Dr. Spergel focuses on translational research in IgE-mediated and non-IgE-mediated food allergy, examining novel clinical methods for desensitization and curing food allergy. His other main projects are to identify predictive factors for severity of reactions using molecular, physiologic, and clinical parameters.
Dr. Hill seeks to understand how the immune system contributes to the two most common chronic diseases of childhood: allergy and obesity. He uses clinical and epidemiological information to guide basic and translational research on the genetic, epigenetic, and immunologic basis of these important conditions.

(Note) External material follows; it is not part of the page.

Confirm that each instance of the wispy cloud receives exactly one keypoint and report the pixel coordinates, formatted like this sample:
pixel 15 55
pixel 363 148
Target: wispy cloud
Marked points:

Classic food allergies are mediated through immunoglobulin E and manifest as hives, vomiting, and anaphylaxis. Dr. Ruffner investigates the immune mechanisms of food allergy disorders which are not mediated through immunoglobulin E. In particular, the mechanisms of eosinophilic esophagitis and food-protein induced enterocolitis syndrome are of particular interest in Dr. Ruffner's laboratory.
Dr. Sullivan's research focuses on new and rare immunodeficiencies. She has a long-standing interest in one of the most common of the primary immunodeficiencies – chromosome 22q11.2 deletion syndrome. She also investigates common variable immunodeficiency, as well as the genetics and epigenetics of systemic lupus erythematosus.
Dr. Romberg investigates the regulatory mechanisms enabling our immune systems to fight infections without injuring ourselves. He is particularly interested in the immune system of patients with primary immunodeficiency who are susceptible to both life-threatening infections and autoimmune diseases. Greater insights into these rare diseases may enable rationale development of targeted therapies for more common diseases with an immunologic basis.
Dr. Oliver investigates the mechanisms governing T cell activation and protective immunity. Her goal is to define mechanisms that, when dysregulated, result in autoimmunity or allergic disorders like asthma.
Dr. Stallings is working on intervention trials involving three chronic diseases with nutrition-related abnormalities resulting in meaningful adverse outcomes: cystic fibrosis (new drugs), sickle cell disease (vitamin A) and chronic pancreatitis (enzyme replacement drug).